- Born: 18 October 1965 (age 60)
- Allegiance: Bangladesh
- Branch: Bangladesh Army
- Service years: 1986–2021
- Rank: Major General
- Service number: BA - 3135
- Unit: Armoured Corps
- Commands: Senior Directing Staff (Army-1) of National Defence College; GOC of 7th Infantry Division; GOC of 33rd Infantry Division; Commander of 93rd Armoured Brigade; Commandant of Armoured Centre and School;
- Conflicts: UNIKOM UNOCI
- Awards: Oshamanno Sheba Padak(OSP)
- Other work: Senior Directing Staff (Adjunct-1) of National Defence College

= Muhammad Rashed Amin =

Bangladeshi former general (born 1965)

Muhammad Rashed Amin, OSP, rcds, ndc, psc is a retired major general of the Bangladesh Army. He is serving as senior directing staff (adjunct-1) at the National Defense College. He served as the general officer commanding the 7th Infantry Division and 33rd Infantry Division.

== Career ==
Amin was commissioned on 25 December 1986 with the 15th BMA Long Course in the Armoured corps. His parent unit is the 4th Horse Regiment.

During his career, he served as a general staff officer grade-2 in Army Headquarters, Armoured Directorate. He commanded the Bengal Cavalry, the senior most armoured regiment.

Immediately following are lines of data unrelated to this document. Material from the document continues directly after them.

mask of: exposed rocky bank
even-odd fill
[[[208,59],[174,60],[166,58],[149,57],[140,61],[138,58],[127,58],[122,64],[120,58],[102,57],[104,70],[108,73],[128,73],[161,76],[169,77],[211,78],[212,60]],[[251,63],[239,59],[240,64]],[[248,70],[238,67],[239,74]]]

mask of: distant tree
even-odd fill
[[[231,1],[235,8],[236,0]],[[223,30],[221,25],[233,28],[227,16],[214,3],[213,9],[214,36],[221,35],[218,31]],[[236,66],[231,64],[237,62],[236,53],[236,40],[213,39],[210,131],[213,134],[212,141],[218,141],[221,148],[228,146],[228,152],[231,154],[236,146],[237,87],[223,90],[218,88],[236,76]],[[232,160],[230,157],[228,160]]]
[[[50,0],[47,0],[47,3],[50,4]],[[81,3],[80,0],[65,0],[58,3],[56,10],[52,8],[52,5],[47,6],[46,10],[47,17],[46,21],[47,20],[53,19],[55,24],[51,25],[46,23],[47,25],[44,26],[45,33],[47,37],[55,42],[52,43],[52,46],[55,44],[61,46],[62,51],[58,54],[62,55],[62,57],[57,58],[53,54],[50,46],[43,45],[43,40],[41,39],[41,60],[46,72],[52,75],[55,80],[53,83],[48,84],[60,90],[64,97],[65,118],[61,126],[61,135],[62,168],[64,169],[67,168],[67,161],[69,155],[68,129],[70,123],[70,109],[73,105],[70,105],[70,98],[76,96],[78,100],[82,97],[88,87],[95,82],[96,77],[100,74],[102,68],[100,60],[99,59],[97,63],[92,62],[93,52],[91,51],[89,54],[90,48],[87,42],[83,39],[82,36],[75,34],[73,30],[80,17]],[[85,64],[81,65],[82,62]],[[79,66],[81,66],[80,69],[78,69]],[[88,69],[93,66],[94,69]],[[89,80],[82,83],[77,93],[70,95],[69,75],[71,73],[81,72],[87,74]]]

As lieutenant colonel and colonel, he served as general staff officer grade-1 in both Division Headquarters and Directorate of Armour in AHQ, Directorate General of Forces Intelligence, and as commander of two detachments. As brigadier general, he commanded the 93 Armoured Brigade and served as commandant of the Armoured Corps Centre and School. As major general, he commanded the 7 and 33 Infantry Divisions; and served as college secretary and senior directing staff of the National Defence College. Before joining the National Defence College, he attended the Royal College of Defence Studies in the United Kingdom. He served twice in United Nations missions, once in Kuwait (UNIKOM - 1994) and as a staff officer in United Nations Operations in Cote d'Ivoire (UNOCI - 2008). He also served twice as an instructor (both in tactics and technical) in the Armoured Corps Centre and School.

Amin completed various training from both home and abroad. He attended the Mid-Career Course in the School of Armour Nowshera, Pakistan; the Management and Governance of Defence in a Democracy (UK Course) in Sri Lanka; and the International Director Intelligence Course in the United Kingdom. He is a graduate of three prestigious institutions from home and abroad, i.e., Defence Services Command and Staff College, National Defense College in Bangladesh, and Royal College of Defence Studies in the United Kingdom.